In exactly two weeks I will be starting my maternity leave. By this you can infer that I am currently very large. And tired and uncomfortable. But mostly just large.
This largeness does not go unnoticed by the students I work with.
Although the comments, particularly from children with autism have been going on all year, but now that I seem to be expanding daily, AND the students know that I'll be leaving soon the comments, concerns and questions are amplifying.
"Why do you keep your baby in your belly?" (From a third grader with autism)
Another third grader: So how do you get the baby out?
Me: I'll go to the doctor and they'll deliver the baby.
Him: How do they deliver it? They put it in a box and mail it to the hospital and give it to you like delivering a package?
Me: That word deliver makes it sound like that huh? Let's get back to work...
I went to pick up a kindergarten student today for reading group. This was only the second time he was in my group and I guess the first time he didn't notice my large belly. His class was working quietly at reading workshop and I was trying my best to get him and his reading group out of the classroom without disruption. Yet the poor boy couldn't take his eyes off my belly. "Why is your belly so big?" he asked me loudly. When I gave him the quiet signal and pointed toward the door to indicate that he should line up he turned to his friends."Why is her tummy so large? Is her belly big? What's wrong with it?"

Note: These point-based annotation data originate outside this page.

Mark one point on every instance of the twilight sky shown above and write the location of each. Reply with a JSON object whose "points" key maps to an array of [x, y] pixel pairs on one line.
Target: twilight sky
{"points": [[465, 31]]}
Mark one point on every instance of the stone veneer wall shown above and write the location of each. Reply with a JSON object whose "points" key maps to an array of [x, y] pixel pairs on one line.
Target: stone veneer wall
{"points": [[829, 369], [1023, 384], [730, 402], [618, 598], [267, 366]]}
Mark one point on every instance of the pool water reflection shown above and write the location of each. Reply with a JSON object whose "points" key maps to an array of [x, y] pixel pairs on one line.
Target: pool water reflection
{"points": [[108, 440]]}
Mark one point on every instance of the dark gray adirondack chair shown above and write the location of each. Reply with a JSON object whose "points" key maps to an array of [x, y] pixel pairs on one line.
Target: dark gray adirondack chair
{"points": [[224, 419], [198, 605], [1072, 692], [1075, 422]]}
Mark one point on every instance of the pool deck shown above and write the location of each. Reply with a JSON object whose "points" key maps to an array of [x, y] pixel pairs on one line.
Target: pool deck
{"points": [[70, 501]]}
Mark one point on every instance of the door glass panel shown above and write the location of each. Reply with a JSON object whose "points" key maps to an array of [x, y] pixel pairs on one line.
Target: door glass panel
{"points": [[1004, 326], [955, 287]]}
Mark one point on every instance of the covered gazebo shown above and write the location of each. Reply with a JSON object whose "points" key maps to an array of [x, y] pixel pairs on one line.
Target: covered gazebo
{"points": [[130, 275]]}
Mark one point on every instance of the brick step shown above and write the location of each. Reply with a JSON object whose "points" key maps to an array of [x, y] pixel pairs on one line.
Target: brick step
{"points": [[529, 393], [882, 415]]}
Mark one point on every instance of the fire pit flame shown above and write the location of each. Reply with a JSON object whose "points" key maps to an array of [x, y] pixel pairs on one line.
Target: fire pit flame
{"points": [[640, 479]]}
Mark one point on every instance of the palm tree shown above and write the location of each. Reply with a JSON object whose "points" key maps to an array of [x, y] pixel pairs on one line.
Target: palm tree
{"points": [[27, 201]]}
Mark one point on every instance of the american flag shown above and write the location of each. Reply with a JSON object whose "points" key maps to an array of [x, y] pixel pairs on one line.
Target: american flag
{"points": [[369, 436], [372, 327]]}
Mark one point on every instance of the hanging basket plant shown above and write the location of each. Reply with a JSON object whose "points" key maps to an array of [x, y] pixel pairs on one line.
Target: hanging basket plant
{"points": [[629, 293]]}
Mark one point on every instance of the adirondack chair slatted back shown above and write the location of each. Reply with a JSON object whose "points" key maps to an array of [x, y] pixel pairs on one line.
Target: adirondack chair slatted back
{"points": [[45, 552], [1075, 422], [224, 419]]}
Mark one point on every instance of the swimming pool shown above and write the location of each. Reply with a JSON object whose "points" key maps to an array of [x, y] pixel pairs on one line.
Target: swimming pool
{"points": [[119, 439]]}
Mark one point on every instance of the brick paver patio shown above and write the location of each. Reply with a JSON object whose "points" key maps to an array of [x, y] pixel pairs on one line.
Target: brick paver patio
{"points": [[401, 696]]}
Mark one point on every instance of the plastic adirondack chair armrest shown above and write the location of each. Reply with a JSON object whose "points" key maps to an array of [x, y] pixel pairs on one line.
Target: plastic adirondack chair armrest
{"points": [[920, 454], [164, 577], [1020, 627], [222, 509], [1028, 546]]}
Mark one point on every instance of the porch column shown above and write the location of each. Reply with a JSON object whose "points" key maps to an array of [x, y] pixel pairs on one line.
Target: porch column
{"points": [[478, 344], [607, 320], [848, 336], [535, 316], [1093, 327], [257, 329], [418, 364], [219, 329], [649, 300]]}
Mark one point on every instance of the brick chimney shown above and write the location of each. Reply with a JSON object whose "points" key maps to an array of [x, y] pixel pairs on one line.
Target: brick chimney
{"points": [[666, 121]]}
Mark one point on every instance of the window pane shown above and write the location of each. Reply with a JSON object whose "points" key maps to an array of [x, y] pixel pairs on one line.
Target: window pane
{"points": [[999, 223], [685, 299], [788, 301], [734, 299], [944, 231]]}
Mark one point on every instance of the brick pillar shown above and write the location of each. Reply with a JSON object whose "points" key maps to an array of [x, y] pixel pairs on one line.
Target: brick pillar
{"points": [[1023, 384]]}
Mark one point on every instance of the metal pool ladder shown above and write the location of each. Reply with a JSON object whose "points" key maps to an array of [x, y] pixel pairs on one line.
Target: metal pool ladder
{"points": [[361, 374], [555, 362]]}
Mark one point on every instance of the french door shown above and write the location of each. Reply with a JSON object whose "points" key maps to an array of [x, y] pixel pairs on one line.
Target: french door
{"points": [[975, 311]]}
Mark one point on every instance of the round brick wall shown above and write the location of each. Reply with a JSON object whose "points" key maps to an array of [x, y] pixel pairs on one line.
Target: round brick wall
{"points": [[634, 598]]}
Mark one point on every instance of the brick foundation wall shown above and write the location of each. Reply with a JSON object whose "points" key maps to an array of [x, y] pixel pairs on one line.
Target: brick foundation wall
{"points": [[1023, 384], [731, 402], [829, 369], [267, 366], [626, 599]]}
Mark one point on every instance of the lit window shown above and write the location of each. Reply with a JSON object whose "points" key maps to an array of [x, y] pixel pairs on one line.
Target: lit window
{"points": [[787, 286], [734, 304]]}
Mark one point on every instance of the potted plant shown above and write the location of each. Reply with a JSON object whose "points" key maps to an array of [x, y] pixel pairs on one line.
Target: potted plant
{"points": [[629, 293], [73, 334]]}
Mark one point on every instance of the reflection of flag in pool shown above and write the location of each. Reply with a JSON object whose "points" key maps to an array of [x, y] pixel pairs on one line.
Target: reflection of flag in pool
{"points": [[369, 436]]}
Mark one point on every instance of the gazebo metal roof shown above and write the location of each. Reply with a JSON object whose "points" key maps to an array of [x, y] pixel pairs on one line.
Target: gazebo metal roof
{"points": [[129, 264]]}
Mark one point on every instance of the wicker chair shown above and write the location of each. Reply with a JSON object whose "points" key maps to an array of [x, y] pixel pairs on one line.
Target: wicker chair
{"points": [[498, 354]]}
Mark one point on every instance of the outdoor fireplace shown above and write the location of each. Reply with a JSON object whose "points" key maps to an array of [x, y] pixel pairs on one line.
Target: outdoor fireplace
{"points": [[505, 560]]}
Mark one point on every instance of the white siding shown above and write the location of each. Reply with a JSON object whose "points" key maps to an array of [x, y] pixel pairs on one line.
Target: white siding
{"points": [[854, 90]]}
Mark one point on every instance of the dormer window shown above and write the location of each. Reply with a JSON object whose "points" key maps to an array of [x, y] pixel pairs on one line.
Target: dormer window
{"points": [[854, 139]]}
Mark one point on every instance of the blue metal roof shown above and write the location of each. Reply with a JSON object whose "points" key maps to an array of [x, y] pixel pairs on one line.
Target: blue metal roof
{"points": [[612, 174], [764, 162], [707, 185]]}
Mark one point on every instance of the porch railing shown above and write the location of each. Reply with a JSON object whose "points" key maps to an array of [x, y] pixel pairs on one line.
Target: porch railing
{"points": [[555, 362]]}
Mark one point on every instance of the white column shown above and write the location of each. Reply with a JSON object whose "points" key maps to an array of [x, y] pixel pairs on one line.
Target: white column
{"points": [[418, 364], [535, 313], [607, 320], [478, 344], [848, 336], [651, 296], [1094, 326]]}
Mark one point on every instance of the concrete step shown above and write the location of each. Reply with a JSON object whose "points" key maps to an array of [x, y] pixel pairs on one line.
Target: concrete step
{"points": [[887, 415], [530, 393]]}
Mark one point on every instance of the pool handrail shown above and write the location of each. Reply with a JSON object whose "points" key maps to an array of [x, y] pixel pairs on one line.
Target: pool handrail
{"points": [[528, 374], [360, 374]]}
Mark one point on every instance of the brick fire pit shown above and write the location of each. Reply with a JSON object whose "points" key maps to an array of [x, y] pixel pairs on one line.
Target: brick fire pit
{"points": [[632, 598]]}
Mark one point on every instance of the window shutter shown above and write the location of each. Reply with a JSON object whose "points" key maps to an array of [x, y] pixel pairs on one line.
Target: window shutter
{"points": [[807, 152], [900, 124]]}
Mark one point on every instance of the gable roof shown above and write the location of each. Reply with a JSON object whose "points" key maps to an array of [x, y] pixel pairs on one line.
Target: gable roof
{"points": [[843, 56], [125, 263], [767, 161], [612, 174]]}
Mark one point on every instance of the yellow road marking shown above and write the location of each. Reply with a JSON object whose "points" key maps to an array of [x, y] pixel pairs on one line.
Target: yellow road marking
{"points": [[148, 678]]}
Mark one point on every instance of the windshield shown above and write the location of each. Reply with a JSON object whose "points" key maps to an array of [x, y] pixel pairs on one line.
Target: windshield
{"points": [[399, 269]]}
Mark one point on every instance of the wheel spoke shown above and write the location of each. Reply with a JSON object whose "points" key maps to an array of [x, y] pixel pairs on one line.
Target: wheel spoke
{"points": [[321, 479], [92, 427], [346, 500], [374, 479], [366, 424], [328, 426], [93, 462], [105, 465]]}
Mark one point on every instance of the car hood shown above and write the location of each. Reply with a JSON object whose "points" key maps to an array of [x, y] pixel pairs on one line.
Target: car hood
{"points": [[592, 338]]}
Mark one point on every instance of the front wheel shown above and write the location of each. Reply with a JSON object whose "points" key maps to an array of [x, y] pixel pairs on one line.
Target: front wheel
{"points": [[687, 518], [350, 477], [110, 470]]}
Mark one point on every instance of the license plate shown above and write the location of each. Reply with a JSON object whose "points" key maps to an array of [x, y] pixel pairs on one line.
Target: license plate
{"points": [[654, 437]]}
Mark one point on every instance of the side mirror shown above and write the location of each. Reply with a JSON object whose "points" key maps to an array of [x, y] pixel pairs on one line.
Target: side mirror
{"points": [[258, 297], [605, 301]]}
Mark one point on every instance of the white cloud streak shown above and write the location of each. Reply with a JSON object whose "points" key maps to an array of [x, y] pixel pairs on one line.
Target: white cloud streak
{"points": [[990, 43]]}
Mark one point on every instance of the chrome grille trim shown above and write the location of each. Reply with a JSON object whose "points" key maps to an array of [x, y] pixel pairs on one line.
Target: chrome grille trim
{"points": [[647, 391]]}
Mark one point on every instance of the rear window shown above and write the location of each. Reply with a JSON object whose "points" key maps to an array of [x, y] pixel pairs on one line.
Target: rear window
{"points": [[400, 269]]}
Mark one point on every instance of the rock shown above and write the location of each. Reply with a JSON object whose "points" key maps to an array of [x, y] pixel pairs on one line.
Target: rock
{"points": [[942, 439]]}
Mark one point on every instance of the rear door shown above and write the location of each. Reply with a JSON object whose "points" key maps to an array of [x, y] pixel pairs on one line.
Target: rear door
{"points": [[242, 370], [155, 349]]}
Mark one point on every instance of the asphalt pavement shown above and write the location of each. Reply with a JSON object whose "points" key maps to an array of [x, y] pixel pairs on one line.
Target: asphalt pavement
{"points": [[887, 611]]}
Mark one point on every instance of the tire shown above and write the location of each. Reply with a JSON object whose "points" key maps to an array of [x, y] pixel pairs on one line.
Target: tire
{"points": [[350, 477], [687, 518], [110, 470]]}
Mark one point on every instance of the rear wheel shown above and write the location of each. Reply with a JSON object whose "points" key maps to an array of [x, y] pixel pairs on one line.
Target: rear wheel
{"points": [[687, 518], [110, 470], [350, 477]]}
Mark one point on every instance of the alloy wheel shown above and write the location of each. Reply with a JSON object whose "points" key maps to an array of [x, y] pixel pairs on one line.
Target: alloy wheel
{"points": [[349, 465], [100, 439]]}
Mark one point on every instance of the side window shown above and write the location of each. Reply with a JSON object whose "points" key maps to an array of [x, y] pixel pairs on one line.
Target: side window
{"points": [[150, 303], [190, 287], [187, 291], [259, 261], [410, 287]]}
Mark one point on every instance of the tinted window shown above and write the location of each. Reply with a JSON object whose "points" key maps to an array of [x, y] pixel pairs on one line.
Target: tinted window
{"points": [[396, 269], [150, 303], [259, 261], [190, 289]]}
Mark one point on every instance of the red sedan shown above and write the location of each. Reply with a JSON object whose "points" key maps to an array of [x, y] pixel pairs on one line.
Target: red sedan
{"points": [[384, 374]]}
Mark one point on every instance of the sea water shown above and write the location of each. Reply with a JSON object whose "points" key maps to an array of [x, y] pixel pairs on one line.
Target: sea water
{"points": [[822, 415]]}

I can only imagine the horror he was going through trying to figure out why a teacher would walk around with such a large belly.
At the end of reading group, his eyes still glued to my stomach he asked, "Why did you want to put a baby in your belly?"
"Mrs. Lipstick, when you're baby comes can I be your respite care baby sitter?"
I'm totally touched that this third grade boy would offer, and I do love that he called it respite care. But no. Not going to be the baby sitter.
I'm starting to think that teachers should be granted maternity leave months before the baby is born so we don't have to handle these awkward social questions.